Со старшиной второй статьи Нориным мы спускаемся в машинное отделение. Оно расположено внизу, в самом центре «Самары». «Самара» — это бывший грузо-пассажирский пароход, отслуживший свой срок и переоборудованный под штаб береговой базы. Штаб стоит на мертвых якорях, приткнувшись кормой к добротному каменному пирсу. У «Самары» совсем не военный вид. Наверное, это так нужно.
Помещение машинного отделения тускло освещено электрическими лампочками.

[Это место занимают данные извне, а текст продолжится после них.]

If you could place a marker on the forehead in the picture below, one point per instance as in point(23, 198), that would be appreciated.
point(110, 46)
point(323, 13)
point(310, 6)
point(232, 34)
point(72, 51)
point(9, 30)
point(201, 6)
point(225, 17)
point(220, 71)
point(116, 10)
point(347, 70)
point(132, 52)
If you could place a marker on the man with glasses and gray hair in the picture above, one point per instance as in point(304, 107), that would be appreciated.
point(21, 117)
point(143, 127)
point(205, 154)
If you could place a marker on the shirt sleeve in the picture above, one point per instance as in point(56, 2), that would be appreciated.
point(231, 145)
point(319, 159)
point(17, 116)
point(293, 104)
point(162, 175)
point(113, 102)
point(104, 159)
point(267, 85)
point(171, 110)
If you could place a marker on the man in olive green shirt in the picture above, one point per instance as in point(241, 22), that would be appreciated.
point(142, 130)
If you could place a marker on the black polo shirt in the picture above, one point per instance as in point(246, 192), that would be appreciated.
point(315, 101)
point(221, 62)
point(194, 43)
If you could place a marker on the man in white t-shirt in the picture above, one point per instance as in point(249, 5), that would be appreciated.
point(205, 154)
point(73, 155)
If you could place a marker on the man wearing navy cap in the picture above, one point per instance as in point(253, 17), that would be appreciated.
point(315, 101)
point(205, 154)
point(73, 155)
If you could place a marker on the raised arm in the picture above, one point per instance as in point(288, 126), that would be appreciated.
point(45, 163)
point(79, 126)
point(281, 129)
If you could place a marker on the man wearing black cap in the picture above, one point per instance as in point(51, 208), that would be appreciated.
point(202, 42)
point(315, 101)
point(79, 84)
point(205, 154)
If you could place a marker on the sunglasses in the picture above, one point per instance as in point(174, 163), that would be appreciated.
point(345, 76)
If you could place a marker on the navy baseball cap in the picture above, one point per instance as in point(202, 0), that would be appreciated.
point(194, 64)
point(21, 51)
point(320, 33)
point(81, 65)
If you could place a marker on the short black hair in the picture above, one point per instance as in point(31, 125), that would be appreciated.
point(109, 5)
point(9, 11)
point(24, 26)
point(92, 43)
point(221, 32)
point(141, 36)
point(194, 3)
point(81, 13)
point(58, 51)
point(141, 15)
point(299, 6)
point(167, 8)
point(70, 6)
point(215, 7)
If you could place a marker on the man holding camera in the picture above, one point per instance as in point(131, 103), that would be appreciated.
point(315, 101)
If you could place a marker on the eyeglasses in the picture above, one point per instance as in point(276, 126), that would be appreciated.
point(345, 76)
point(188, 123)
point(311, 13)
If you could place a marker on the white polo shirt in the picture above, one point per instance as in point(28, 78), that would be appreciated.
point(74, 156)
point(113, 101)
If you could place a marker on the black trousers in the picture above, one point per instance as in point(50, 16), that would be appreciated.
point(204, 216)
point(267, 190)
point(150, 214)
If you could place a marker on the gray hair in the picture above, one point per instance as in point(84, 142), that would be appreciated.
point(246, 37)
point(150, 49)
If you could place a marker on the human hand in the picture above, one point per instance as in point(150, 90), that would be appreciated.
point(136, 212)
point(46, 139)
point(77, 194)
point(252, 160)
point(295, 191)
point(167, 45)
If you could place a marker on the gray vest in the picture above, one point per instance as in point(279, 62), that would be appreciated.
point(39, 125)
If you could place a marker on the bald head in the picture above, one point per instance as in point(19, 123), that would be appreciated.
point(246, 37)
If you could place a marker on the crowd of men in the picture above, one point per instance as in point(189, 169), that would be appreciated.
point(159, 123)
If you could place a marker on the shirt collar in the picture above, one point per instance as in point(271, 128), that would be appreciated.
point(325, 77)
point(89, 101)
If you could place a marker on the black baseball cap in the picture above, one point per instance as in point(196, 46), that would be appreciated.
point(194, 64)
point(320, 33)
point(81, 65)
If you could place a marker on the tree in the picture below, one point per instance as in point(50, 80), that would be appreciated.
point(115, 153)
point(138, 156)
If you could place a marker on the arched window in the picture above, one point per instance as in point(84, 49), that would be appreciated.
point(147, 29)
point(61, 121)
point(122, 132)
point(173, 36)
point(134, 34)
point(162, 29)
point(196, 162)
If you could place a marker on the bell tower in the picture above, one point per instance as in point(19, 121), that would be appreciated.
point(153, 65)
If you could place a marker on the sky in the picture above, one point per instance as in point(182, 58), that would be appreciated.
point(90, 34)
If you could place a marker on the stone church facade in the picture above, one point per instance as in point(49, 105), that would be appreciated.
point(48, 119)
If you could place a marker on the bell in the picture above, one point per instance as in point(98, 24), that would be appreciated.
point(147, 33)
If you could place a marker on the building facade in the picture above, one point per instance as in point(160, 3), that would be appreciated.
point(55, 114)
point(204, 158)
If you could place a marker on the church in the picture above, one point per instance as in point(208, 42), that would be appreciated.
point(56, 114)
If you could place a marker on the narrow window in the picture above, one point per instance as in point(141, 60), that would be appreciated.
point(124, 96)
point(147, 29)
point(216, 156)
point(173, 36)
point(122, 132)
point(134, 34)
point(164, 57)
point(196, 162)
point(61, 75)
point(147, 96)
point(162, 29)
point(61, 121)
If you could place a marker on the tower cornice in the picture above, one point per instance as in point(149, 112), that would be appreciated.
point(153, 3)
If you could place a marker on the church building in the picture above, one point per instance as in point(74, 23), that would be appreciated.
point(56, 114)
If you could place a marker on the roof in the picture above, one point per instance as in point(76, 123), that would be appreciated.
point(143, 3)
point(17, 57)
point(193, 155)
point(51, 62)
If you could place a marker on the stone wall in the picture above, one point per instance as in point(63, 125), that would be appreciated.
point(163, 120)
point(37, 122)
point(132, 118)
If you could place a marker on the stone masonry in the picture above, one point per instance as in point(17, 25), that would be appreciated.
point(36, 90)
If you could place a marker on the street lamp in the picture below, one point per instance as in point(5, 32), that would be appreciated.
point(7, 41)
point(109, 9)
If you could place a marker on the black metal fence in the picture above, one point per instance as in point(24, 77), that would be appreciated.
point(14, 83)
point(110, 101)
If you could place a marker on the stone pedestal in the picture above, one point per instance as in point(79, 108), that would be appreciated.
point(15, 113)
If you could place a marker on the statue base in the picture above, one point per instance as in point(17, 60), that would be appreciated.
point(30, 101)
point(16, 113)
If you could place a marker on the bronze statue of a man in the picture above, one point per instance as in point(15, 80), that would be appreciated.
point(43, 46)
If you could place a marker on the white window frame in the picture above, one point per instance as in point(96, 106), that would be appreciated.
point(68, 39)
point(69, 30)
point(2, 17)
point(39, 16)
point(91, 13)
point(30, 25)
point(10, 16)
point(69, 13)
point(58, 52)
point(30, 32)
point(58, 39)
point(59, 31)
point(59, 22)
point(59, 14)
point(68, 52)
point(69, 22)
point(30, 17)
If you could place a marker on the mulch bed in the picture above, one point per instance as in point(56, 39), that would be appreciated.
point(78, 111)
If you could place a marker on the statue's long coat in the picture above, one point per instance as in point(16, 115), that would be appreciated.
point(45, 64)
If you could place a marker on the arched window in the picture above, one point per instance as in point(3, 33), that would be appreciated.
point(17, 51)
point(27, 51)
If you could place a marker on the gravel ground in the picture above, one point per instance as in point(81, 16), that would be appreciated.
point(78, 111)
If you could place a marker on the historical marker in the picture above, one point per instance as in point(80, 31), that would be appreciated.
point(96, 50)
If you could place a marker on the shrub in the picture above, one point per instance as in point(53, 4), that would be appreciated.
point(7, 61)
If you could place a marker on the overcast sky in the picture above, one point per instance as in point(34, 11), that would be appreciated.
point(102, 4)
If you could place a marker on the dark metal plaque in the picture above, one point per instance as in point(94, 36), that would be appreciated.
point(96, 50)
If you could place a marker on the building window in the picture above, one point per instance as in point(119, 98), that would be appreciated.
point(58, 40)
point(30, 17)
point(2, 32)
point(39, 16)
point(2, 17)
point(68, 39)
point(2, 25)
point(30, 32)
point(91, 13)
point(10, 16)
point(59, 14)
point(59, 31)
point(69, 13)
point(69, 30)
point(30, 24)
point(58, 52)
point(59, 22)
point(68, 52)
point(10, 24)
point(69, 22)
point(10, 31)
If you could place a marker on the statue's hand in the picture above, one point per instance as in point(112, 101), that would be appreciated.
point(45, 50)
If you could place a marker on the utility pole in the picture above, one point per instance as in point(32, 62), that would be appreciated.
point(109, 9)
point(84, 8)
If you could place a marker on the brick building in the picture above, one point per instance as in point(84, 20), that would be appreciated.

Сверху, с подволока, устало глядят серые глаза иллюминаторов. В них виднеется небо. Оно тоже серое.
Мы с Нориным стоим у черного блестящего щита и смотрим на приборы. Старшина — мой командир отделения. Его недавно назначили на эту должность, и он немного важничает.
— А ты правой сколько раз двухпудовик выжимаешь? — спрашиваю я.
Норин удивленно смотрит на меня серыми большими глазами и раздельно произносит:
— Товарищ матрос, где вас так учили разговаривать?
Я краснею. Наверное, мне не стоило задавать ему этот дурацкий вопрос.
— Вы, Безродин, хорошо усвоили заведование? — произносит старшина казенным голосом и шагает по черным блестящим от соляра паелам к переборке.
Я киваю головой и двигаюсь за старшиной. Наши шаги гулко отдаются в тишине.
По переборке бегут вверх тяжелые магистрали. По ним идет пар, которым отопляется «Самара». Магистрали соединяются в разобщительной коробке. Там установлен большой медный клапан. Им регулируется подача пара из котлов. Клапан едва держится, и Норин это замечает.
— Надо отремонтировать, — говорит он и почему-то безнадежно смотрит на меня.
Сверху брызгает сноп света. В люк просовывается круглая Санькина голова.
— Безродин! — кричит он.
— Чего тебе? — спрашиваю я безразличным тоном.
— Айда в баскет погоняем. Капитан-лейтенант Уваров хочет новеньких посмотреть для сборной, — продолжает Санька, а я молчу, всем своим видом показывая, что очень занят и готов сидеть в машине еще двое суток.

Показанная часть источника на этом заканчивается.